The man — who told PEOPLE he has a wife, three children, one brother and his parents — says his family "didn't expect this to happen so quickly."
"It came as a complete shock. We thought we had a year to make plans. Now we don't know if it's too late. We don't know where we would go. That was one thing we were looking into: trying to find out where we would go and what our lives would be when we got there," he says. "This dream of going to America may never happen. The dream has changed."
At the Kabul airport on Sunday and Monday, throngs of people could be seen crowding together hoping for transport, scaling concrete walls and racing across the tarmac in an attempt to board international flights.
One man who works at the airport and who also could not give his name told PEOPLE there was widespread disarray and desperation.
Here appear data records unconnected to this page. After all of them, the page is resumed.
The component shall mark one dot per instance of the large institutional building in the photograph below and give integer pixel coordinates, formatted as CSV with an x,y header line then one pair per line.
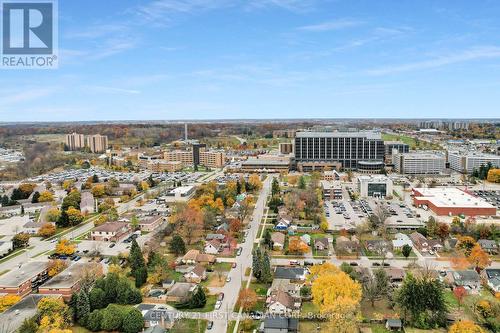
x,y
468,161
96,143
317,150
419,163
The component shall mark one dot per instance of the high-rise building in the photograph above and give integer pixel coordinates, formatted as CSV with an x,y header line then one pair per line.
x,y
468,161
419,163
75,141
97,143
316,150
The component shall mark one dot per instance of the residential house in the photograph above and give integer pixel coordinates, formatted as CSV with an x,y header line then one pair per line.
x,y
195,257
196,275
321,244
151,223
5,247
488,245
293,289
24,279
213,247
180,291
400,240
469,279
281,303
111,232
492,276
278,239
280,324
291,273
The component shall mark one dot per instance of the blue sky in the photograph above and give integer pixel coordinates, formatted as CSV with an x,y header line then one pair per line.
x,y
222,59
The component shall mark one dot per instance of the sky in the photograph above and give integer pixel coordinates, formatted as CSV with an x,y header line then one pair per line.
x,y
264,59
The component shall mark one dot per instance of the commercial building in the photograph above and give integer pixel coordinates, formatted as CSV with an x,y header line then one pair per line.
x,y
451,201
75,141
316,150
97,143
286,148
419,163
468,161
111,232
374,186
68,281
23,280
390,146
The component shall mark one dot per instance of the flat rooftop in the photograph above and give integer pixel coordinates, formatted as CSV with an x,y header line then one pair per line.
x,y
19,276
361,134
67,278
451,197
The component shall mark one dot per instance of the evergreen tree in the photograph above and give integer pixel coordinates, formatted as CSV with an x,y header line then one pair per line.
x,y
177,245
82,308
35,197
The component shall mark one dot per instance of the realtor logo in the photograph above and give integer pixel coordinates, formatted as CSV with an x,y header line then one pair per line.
x,y
29,34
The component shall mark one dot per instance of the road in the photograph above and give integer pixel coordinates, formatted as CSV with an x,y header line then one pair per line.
x,y
231,289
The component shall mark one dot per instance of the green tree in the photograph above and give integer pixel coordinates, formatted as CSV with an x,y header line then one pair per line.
x,y
177,245
82,308
406,250
133,322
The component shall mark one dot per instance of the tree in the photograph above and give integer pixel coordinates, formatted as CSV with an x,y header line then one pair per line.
x,y
337,297
82,308
56,266
479,258
465,326
138,264
75,217
46,196
422,301
133,322
406,250
47,230
20,240
459,293
177,245
247,299
35,197
296,245
65,247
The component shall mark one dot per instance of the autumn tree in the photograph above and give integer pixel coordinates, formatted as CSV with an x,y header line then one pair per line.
x,y
459,293
65,247
56,266
337,297
465,326
479,258
247,299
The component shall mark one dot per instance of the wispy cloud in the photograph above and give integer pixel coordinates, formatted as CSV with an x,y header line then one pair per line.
x,y
478,53
331,25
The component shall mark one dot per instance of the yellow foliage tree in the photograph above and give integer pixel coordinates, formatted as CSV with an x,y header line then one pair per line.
x,y
46,196
65,247
465,326
337,296
7,301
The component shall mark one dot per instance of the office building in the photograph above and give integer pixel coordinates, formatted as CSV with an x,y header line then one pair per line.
x,y
316,150
419,163
374,186
75,141
468,161
451,201
97,143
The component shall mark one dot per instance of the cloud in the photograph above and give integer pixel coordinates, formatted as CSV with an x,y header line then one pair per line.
x,y
331,25
478,53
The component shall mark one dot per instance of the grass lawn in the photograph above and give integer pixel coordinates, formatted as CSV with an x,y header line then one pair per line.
x,y
209,306
189,326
"So many people are trying to get out," he said, adding, "They climbed the fences into the airport. Big concrete walls and there is barbed wire. People climbed up the concrete walls in between where the concrete is. I saw people on the airport side of the wall after they landed. Some were hurt."
According to the Associated Press, officials said that at least seven people had died in the maelstrom at the airport. Among those were some people who fell from the outside of a U.S. military plane after clinging to it as it took off.
Video circulated widely on social media that seemed to show several bodies fall from the plane as it rose into the sky.
"There was so much running and fear. Everyone wanted to get to a plane," the Afghan airport worker told PEOPLE. "They didn't have tickets I don't think. They did not come in through the boarding gates like normal. They just ran. They ran to the planes, hoping to get on any way they could. Just push their way on. Then there was confusion and the sound of gunfire. People ran even faster. They knocked each other down. There were so many running at one time."
They ran so fast, the worker added, that they paid no attention to the shoes on their feet or any belongings they may have had with them.
"People dropped the things they had with them," he said. "So much of their lives, dropped on the ground at the airport. Pieces of lives are scattered on the ground like so much trash."
Like those attempting to leave Kabul, the airport worker said he, too, feared the Taliban even as the insurgents seek to downplay their history of brutality in a bid for international acceptance.
"They are not the kind of people you can reason with. If you do something they don't like, you are dead. Just like that. No discussion, only death," the man said.
For those who can't get out of Kabul, the future looms. When the Taliban controlled Afghanistan in the 1990s, they did so by ruling harshly. Public executions were held routinely; women and girls were banned from school; television and music were forbidden.
Some 20 years after being toppled in a U.S.-led invasion, the group — which has been negotiating with America to allow for the removal of diplomats and other personnel — has publicly announced changes, such as saying it will allow girls to attend school.
Under the Trump-era agreement that led to the U.S. withdrawal this summer, the Taliban also said it would break ties with al-Qaida.
Still, those announcements have been met with skepticism by foreign policy experts.
As the man who lives in Kabul explained to PEOPLE, he and his family worried when they saw those from other regions of the country living in a park in the capital.
"We thought, How terrible that was for people to flee their homes so fast when they have nowhere to go. They have to live in the park, with their children sleeping on the ground," the man says. "That will be us. If we ever get anywhere, we will be the ones living in a park."
Though he says he would feel "lucky" to be alive no matter where he ended up, the man hedged his gratitude with an acknowledgement that those who get out might be luckiest of all.
"They will be able to start new lives. Here in Afghanistan, we don't know if we are going to survive another day."